Tidylation n. Feeling of excessive happiness that immediately follows the clearing / tidying up of something, often accompanied by rash resolutions to maintain unrealistic standards of neatness. Notoriously short-lived.
Have you ever had one of those days when you finally get tired of all the clutter that's been lying on your desk for decades and clear it all up in a burst of adrenaline? Or where you decide that for once you're going to be organised about things and so you arrange all your papers properly, complete with three-ring binders and seperators and stuff?

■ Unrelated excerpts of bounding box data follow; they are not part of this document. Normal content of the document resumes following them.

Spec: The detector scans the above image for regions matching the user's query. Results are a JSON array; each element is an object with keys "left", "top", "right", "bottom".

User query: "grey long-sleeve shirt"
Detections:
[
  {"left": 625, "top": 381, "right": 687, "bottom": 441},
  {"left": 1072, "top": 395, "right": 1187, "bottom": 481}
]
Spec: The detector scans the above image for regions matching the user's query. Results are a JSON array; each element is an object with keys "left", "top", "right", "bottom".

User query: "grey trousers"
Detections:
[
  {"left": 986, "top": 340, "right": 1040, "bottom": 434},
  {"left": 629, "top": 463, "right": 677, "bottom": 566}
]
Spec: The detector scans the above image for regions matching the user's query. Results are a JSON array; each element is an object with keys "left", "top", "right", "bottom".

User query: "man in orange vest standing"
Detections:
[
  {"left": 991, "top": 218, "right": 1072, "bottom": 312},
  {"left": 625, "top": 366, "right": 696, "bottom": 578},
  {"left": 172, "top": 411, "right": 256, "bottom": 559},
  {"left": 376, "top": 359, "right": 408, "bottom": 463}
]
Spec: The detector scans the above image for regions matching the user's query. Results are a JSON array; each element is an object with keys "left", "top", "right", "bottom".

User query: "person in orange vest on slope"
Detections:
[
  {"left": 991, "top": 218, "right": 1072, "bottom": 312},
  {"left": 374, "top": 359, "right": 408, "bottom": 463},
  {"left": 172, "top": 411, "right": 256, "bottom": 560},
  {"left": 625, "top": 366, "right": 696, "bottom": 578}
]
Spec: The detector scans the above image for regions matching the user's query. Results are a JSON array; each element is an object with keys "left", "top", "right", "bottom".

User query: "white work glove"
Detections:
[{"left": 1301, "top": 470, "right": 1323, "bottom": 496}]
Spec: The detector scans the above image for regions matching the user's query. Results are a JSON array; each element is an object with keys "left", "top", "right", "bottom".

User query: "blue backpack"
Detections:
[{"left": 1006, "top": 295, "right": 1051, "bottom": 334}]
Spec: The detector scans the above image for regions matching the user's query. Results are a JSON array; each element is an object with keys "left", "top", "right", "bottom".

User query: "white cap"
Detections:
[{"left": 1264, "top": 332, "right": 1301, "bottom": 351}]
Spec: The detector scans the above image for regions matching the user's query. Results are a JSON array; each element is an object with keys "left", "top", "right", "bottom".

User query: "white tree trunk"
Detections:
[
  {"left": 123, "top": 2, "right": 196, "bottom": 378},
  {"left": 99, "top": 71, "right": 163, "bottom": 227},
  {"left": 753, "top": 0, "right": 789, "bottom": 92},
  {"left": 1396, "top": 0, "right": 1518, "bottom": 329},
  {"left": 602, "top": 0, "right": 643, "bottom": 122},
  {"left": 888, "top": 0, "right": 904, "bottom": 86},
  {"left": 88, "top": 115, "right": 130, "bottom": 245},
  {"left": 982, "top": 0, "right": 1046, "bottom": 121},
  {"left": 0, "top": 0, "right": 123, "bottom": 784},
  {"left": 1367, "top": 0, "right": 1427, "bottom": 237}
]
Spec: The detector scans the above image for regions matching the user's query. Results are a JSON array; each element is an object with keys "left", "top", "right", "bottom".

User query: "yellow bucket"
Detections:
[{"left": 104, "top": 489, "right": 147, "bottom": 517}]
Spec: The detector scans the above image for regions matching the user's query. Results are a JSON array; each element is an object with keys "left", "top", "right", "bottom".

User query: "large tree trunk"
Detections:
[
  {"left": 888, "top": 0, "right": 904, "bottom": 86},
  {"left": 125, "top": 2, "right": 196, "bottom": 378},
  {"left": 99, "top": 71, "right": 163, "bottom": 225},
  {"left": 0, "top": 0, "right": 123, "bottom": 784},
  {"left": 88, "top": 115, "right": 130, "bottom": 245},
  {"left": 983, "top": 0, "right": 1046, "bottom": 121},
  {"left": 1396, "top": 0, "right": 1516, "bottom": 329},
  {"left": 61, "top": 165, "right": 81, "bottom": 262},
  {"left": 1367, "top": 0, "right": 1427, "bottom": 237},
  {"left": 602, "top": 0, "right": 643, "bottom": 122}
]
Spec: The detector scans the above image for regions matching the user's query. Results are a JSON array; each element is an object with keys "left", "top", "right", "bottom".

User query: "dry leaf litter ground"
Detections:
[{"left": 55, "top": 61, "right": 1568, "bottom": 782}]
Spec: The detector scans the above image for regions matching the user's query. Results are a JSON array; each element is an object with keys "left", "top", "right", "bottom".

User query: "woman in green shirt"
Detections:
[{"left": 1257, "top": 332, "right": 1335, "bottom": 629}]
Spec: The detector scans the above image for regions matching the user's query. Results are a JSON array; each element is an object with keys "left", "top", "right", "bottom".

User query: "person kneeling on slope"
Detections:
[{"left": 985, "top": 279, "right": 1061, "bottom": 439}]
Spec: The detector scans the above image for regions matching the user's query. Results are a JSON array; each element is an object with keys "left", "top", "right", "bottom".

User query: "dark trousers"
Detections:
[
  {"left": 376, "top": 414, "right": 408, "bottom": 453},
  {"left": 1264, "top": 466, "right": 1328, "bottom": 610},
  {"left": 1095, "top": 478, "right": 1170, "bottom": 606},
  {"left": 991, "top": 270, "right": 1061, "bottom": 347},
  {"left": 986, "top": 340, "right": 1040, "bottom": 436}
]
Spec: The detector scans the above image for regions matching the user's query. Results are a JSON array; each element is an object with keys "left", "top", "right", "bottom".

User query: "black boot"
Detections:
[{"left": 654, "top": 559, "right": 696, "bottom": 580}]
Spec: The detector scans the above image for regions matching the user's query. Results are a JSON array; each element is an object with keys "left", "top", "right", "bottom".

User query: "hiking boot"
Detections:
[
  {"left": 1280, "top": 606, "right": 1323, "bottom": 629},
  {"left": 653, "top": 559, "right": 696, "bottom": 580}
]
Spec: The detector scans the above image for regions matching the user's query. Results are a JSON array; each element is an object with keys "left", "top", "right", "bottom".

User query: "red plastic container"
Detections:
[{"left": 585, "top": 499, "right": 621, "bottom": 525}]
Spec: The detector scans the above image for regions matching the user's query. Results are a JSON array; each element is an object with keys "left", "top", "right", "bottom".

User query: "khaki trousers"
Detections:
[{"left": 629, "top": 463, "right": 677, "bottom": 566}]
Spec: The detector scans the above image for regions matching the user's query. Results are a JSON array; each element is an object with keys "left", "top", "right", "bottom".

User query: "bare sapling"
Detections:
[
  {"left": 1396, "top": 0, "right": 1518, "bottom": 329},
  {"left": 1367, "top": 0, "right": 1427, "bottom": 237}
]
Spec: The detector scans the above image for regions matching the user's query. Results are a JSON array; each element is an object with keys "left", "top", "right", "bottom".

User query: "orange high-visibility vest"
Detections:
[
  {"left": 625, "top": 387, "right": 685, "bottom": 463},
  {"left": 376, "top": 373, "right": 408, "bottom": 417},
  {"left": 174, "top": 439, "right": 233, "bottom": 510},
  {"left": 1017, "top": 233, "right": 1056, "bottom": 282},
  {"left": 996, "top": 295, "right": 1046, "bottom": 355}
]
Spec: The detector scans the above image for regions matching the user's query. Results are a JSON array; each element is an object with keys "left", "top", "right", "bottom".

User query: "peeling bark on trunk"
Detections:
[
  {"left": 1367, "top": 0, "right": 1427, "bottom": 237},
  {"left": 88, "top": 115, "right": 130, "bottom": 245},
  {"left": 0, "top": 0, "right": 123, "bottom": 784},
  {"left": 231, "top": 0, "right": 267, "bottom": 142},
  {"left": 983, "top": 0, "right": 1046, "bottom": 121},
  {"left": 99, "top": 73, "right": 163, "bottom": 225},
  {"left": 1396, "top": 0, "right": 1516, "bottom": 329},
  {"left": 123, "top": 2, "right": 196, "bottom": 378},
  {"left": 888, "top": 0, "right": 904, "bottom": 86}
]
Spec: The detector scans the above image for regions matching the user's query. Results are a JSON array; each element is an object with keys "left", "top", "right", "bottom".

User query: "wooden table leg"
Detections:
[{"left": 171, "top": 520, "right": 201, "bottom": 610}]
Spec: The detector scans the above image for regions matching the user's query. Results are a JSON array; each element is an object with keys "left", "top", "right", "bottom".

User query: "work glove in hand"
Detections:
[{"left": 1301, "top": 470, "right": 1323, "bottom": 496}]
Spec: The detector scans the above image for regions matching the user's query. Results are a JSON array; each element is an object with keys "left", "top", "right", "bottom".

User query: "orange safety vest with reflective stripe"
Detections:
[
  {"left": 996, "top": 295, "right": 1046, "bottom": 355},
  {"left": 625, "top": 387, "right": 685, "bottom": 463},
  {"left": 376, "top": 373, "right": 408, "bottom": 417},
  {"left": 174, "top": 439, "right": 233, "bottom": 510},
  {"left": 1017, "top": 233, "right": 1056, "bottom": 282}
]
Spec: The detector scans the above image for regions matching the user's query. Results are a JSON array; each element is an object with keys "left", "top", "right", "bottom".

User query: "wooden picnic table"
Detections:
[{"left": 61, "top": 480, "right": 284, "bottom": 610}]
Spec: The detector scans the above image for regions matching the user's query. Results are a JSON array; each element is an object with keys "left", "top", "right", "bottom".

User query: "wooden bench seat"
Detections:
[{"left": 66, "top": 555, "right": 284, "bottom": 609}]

And you know how you sit there, looking at how everything around you looks human and is all in its proper place (which, for some 84% of the stuff on your desk is the trash can), and there's this queer glow of pride running through you, and you sit there thinking: 'Aaah! so this is why my mother was always tidying up my room so I could never find anything in it. It's all starting to make sense'. And you smirk at all the suckers who still have last month's doughnuts lying on their desk or are carrying all their papers around all jumbled up in a plastic bag and you think - I used to be like them, but I'm not anymore. I'm an organised person now. I've got my life together. It's the first day of the rest of my life, etc, etc. (Is there a Messy Person's Anonymous? "Hi. I'm Falstaff. I used to be a Messy Person. Then one day I left my girlfriend on my desk and couldn't find her afterwards. That was the day I realised I had to change my entire way of life. Now it's been two months since I last threw junk mail on my table and I have a file where I keep all my latest bills, neatly indexed with the due dates marked in different colour inks on my table calendar" Sound of applause. A couple of people at the back are crying. I feel like I'm among my own.)
Of course, all this euphoria doesn't last. No matter how much you tell yourself that from now on you're going to pick everything off the floor the minute it drops and not just let it lie there till the next time you vacuum or the next ice age (whichever comes first - after all there's no point hoovering if some stupid glacier is going to come along in a million years or so and leave its muddy tracks all over your carpet, now is there?), but there's always that critical moment where you're just too tired / too lazy. You think: 'It's just one little piece of string, for god's sake, no one's even going to notice. I'll pick it up some other time'.
Or take junk mail. You'll always tell yourself that you should throw it away as soon as it comes. And for a while you will. Then there'll be the day you'll think 'I don't have the time to sort through this now. Why don't I just leave it out here in the open so I'll remember '. Or: 'Hmmm. I'm not sure. Let me just leave it here and I'll decide tomorrow'. Then by the time the next one comes along, you're thinking 'hey! I haven't even cleared the last one. Why don't I add this one to the pile so I'll remember to do both together'. By the third one it's 'Oh good! I can just put this where I put my other junk mail. I bet no one who looked at this mess on my desk would be able to figure out that I have such a wonderful system' By the time the fourth one comes along your desk is this impenetrable jungle of paper. You have enough unopened mail there to design the next NASA space shuttle using back of the envelope calculations (i.e. >5). It hardly seems worthwhile trying to be neat with this new thing, does it?
Anyway, I just had one of those days. My papers have all been organised into (neatly labelled) folders. Every redundant scrap of mail has been thrown away. Books have been put back in their shelves, CDs returned to their rightful covers. My table is so clean you could eat off it (oh, wait!). I feel lifted and glorious. I feel the way God must have felt at the end of the fourth day after he'd got this Eden thing all set up and before all these birds and beast and fowl and apple munching humans showed up to mess the place up (I've always thought of God as a sort of fussy housewife - try talking to her about something important and meaningful, and she looks kind of spaced and nods along vaguely; but get a little spot on her tablecloth, or show up one minute late for dinner when the food is on the table and you've had it). I feel like going out and finding myself a broken column somewhere and waiting for the sunlight.
I know it won't last of course - that already the forces of messiness are gathering against me, that the empire of the ordered will go the way of all empires, crumbling into the dust of the centuries until another historic moment (or a feather duster) comes along. What was it Auden said: "Beauty, midnight, vision dies: / Let the wind of dawn that blow / Softly round your dreaming head / Such a day of welcome show / Eye and knocking heart may bless, / Find our mortal world enough".
I'd better take a picture of my desk while it's still this neat.